Придёшь к нему, он приведёт сам, я специально к нему не ходил, он старше меня, я боялся его потревожить. Он задумал, что он будет пропагандировать, поскольку у него русско-французская культура, он родился и вырос во Франции, даже когда в Чехословакии он жил, французский язык был для него близок. Он думал пропагандировать русскую культуру во Франции, а французскую культуру в России. Метод он нашёл. Скоро откроют, в XXI веке архивы семьи Цветаевой, может, найдут эти романы. Анастасия Ивановна Цветаева попросила меня написать ей как бы открыточку. На самом деле, мы жили рядом в Коктебеле, про Мура, чтобы у нее был документ. И опубликовала это. И Белкина для своей книги о Цветаевой, тоже попросила, я тоже дал и она тоже напечатала. Но я не все о нем сказал. Я еще не знал многих воспоминаний, не знал, что Анастасия Ивановна пишет о Муре. Поэтому я не спорил ни с кем, не полемизировал. Я не сказал очень важную вещь. Мур полагал, что наша дружба с союзниками, с Америкой и с Англией, с освобожденной потом Францией, приведет к тому, что Конституция это и так демократическое свободное слово. Будет свобода слова, свобода митингов и демонстраций. Если не вписалось, вычеркнете. Осталось только одно имя. Будет много. Все, Конституция готова для демократического государства. Союзники есть, друзья демократические. Ненависть к фашизму и тоталитаризму имеет место и Мур верил, что начнется новый НЭП, чтобы страна вылезла из всех бед, из нужды. Много народу еще много чего умело. И он очень в это верил. И он говорил, что нужно только, чтобы культура была на самом высоком уровне.
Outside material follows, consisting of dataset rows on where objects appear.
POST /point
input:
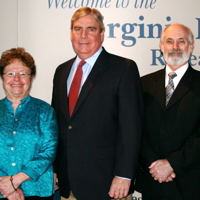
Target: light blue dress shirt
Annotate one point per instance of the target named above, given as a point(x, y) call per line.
point(28, 140)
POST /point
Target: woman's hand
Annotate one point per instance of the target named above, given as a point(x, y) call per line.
point(8, 186)
point(17, 195)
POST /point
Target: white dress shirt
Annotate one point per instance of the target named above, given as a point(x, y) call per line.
point(87, 67)
point(179, 72)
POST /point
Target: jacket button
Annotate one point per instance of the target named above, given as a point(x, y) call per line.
point(69, 127)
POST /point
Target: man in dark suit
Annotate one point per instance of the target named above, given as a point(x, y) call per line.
point(170, 150)
point(100, 137)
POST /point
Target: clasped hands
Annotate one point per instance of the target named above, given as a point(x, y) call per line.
point(8, 191)
point(162, 171)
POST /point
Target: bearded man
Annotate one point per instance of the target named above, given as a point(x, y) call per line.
point(170, 150)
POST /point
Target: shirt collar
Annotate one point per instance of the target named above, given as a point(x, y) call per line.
point(180, 71)
point(91, 60)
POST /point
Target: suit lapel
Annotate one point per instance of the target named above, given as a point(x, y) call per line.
point(182, 88)
point(97, 70)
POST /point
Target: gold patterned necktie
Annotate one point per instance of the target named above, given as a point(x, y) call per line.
point(170, 86)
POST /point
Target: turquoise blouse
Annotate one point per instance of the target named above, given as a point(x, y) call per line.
point(28, 140)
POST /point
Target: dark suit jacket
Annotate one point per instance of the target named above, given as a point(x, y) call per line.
point(102, 137)
point(172, 133)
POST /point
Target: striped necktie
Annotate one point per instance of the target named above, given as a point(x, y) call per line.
point(170, 86)
point(75, 87)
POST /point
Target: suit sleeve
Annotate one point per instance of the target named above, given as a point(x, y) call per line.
point(130, 105)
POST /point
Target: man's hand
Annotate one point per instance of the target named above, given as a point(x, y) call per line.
point(162, 171)
point(119, 188)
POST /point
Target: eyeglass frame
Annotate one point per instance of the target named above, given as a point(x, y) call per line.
point(20, 74)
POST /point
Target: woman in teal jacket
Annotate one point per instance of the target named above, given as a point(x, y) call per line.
point(28, 132)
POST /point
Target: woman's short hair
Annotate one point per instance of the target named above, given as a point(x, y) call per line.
point(13, 54)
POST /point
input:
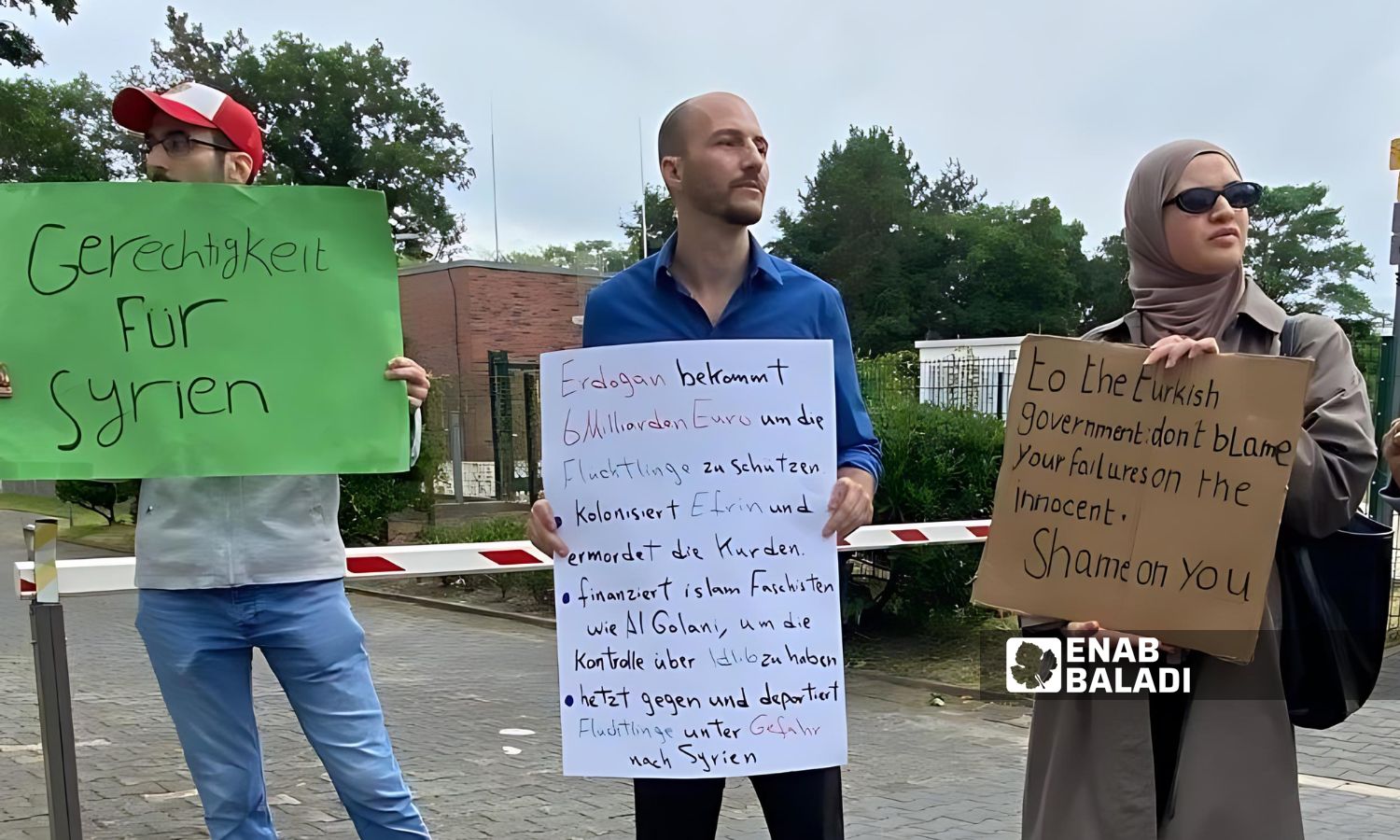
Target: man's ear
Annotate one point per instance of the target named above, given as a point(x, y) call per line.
point(671, 171)
point(238, 167)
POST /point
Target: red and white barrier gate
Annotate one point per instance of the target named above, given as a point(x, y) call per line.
point(115, 574)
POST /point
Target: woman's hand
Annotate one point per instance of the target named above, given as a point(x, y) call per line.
point(1173, 349)
point(1095, 630)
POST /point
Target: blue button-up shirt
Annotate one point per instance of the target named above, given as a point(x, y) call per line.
point(777, 300)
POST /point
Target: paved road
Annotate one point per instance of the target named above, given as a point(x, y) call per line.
point(451, 682)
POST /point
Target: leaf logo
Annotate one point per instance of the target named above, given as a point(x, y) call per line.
point(1033, 664)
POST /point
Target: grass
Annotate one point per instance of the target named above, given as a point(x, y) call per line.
point(89, 528)
point(114, 538)
point(958, 649)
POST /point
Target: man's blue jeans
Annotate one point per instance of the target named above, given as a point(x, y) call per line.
point(201, 643)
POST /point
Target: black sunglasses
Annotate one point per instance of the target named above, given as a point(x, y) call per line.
point(1200, 199)
point(178, 143)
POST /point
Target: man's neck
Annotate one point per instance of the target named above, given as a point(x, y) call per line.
point(711, 258)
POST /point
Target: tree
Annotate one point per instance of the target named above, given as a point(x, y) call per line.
point(661, 221)
point(1011, 271)
point(1301, 254)
point(955, 189)
point(16, 47)
point(335, 115)
point(100, 497)
point(851, 226)
point(1103, 293)
point(61, 132)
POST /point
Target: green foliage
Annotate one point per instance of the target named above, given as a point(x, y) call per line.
point(100, 497)
point(61, 132)
point(661, 223)
point(496, 529)
point(917, 260)
point(1102, 294)
point(369, 500)
point(335, 115)
point(853, 227)
point(1301, 254)
point(1010, 271)
point(19, 48)
point(888, 378)
point(940, 465)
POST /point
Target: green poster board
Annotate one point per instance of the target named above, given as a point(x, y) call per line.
point(192, 329)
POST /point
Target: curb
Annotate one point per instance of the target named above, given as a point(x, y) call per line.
point(913, 682)
point(549, 623)
point(455, 607)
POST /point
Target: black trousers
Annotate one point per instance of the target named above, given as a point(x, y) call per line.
point(800, 805)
М. ПЕШКОВА: Ахматовские строки «Пора забыть верблюжий этот гам и белый дом на улице Жуковской» взяла бы эпиграфом к этой программе. 80-летие Валентина Дмитриевича Берестова случится 1 апреля, 10 лет назад, 15 апреля Валентин Дмитриевич покинул сей мир. Мы встретились в нашей редакции за месяц до его кончины и собирались вновь услышать истории от Берестова. Но не случилось… Снова на дворе неделя детской книги. И как не вспомнить замечательного поэта, процитировав фрагменты из программы 10-летней давности.
Алексей Нарышкин звукорежиссер. И я, Майя Пешкова. Программа «Непрошедшее время».
* Надежда Яковлевна Мандельштам ( 30.10.1899 года [Саратов]- 29.12.1980 года [Москва]) – жена Осипа Мандельштама.
** Георгий Эфрон — сын М. И. Цветаевой. Домашнее прозвище — Мур. (1925—1944) Погиб летом 1944 г. на фронте.
*** Хади́ Такта́ш (Мухамметхади́ Хайру́ллович Такта́шев, тат. Hadi Taqtaş, Mөxəmməthadi Xəyrulla uğlı Taqtaşev; Һади Такташ, Мөхәммәтһади Хәйрулла улы Такташев) (1901—1931) — татарский поэт, один из основоположников татарской советской поэзии.
**** Ulysses, Ulyxes — Латинизированная форма греческого имени мифического царя Итаки Одиссея.